Day 3

Sparse Vectors and Inverted Indexes

Create and index sparse vector representations for keywords-based search and recommendations.

What You’ll Learn

Understanding sparse vector representations
Using sparse vectors in Qdrant

Sparse Vector Representations

Sparse vectors are high dimensional vectors, filled up with zeroes except for a few dimensions. Each dimension of a sparse vector refers to a certain object, and its value – a role of this object in this sparse representation.

Let’s consider a movie recommendation system:

Each sparse vector could describe a particular user’s opinion.
Each dimension could describe a certain movie M_X, and its value – user’s rating of this movie.

         M1  M2  M3  M4  M5  M6  M7  M8  M9  M10
User_1: [ 0,  0,  0,  0,  0,  0,  1,  5,  0,  0 ]
User_2: [ 0,  0,  0,  0,  4,  0,  0,  2,  0,  0 ]

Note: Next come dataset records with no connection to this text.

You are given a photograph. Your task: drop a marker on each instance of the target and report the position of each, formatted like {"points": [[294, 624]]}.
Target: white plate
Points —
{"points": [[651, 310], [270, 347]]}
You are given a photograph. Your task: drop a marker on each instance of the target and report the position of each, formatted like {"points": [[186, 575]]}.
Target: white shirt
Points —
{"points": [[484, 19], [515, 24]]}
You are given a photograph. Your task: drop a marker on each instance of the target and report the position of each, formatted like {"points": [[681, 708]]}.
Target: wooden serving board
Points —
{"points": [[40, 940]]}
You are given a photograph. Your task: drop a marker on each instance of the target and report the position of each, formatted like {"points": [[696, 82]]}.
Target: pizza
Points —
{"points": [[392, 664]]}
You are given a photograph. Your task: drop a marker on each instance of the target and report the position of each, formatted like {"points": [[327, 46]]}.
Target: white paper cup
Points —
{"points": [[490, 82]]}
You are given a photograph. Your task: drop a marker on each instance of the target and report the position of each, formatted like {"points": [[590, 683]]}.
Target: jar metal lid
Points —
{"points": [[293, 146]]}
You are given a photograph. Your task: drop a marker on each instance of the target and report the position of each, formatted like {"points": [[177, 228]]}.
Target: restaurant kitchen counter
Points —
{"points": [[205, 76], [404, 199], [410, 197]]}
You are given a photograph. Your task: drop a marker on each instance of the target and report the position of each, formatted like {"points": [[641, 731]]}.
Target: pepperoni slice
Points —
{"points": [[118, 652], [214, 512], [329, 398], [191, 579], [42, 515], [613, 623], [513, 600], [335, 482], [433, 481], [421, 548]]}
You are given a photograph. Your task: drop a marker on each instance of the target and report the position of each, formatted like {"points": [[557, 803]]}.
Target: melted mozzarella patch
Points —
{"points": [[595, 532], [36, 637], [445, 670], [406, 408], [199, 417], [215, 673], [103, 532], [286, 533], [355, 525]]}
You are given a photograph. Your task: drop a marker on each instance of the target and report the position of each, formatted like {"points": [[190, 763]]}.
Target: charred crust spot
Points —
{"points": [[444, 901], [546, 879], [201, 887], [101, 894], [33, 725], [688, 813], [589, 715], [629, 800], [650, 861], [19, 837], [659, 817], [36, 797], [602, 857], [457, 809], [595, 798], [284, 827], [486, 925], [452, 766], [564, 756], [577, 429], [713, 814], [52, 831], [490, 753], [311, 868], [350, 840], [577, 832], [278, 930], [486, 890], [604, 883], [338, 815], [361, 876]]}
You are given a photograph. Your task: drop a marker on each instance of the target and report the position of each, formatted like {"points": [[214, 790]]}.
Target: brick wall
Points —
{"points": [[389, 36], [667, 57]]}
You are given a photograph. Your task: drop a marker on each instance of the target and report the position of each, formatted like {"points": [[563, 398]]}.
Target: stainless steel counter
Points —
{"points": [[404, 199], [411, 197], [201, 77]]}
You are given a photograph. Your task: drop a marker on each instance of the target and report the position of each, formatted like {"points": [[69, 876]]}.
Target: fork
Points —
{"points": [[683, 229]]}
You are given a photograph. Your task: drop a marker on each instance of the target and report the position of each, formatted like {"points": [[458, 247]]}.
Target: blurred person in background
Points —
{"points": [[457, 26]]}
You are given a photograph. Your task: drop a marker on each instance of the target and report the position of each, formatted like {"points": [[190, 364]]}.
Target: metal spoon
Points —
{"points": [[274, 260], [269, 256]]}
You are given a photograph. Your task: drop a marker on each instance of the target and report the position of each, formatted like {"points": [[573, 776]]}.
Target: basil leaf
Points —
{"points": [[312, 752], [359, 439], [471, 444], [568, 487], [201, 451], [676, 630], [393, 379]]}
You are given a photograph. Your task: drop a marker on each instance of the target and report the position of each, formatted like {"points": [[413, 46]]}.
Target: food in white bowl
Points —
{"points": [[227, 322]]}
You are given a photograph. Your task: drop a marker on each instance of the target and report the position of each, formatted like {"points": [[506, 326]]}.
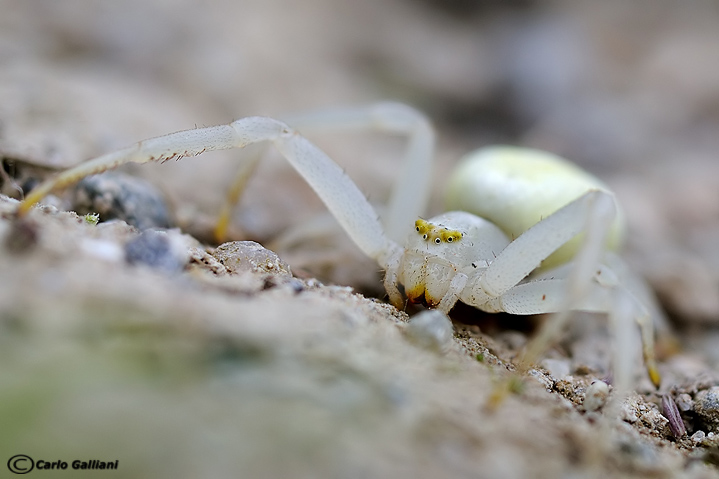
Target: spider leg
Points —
{"points": [[339, 193], [548, 296], [410, 193]]}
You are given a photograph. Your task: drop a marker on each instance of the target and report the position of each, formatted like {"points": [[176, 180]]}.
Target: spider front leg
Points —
{"points": [[338, 192], [498, 288], [410, 193]]}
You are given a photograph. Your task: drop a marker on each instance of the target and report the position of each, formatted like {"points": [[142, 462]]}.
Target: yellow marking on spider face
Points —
{"points": [[450, 236], [423, 227], [436, 234]]}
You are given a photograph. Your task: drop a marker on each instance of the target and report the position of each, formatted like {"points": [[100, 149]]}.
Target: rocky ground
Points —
{"points": [[179, 357]]}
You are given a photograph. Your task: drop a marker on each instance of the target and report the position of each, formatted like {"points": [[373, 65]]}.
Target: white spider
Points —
{"points": [[520, 208]]}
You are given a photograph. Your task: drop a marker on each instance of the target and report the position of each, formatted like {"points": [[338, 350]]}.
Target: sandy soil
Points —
{"points": [[178, 359]]}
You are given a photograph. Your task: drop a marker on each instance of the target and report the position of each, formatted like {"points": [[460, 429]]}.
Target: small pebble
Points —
{"points": [[154, 249], [116, 195], [698, 436], [671, 412], [684, 402], [239, 256], [706, 407], [431, 329], [596, 396]]}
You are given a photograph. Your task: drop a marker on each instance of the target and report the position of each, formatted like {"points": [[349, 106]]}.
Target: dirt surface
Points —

Comparing Sparse Representations

Comparing two sparse representations, you’d be usually interested in how much they agree on the same features/objects (e.g., the same movie rating).

The dot product distance metric, introduced in the day 1 (Vector Search Fundamentals/Distance Metrics), is a perfect fit for measuring the similarity between sparse representations. It multiplies corresponding dimensions and summes the results.

similarity(User_1, User_2) = 0*0 + ... + 0*4 + ... + 1*0 + 5*2 + ... 0*0 = 10

You can notice that only objects/features that play a role in both vectors (non-zero dimensions in both) affect the final score.

Representations as Index-Value Pairs

Storing thousands of zeros contributing no information is wasteful.
Instead, a sparse vector can be stored compactly as (index, value) pairs of its non-zero entries.

Using the movie example:

[0, 0, 0, 0, 0, 0, 1.0, 2.0, 0, 0]
 0  1  2  3  4  5   6    7   8  9

→ [(6, 1.0), (7, 2.0)]

This representation is space-efficient and preserves exactly the information that impacts sparse vectors similarity.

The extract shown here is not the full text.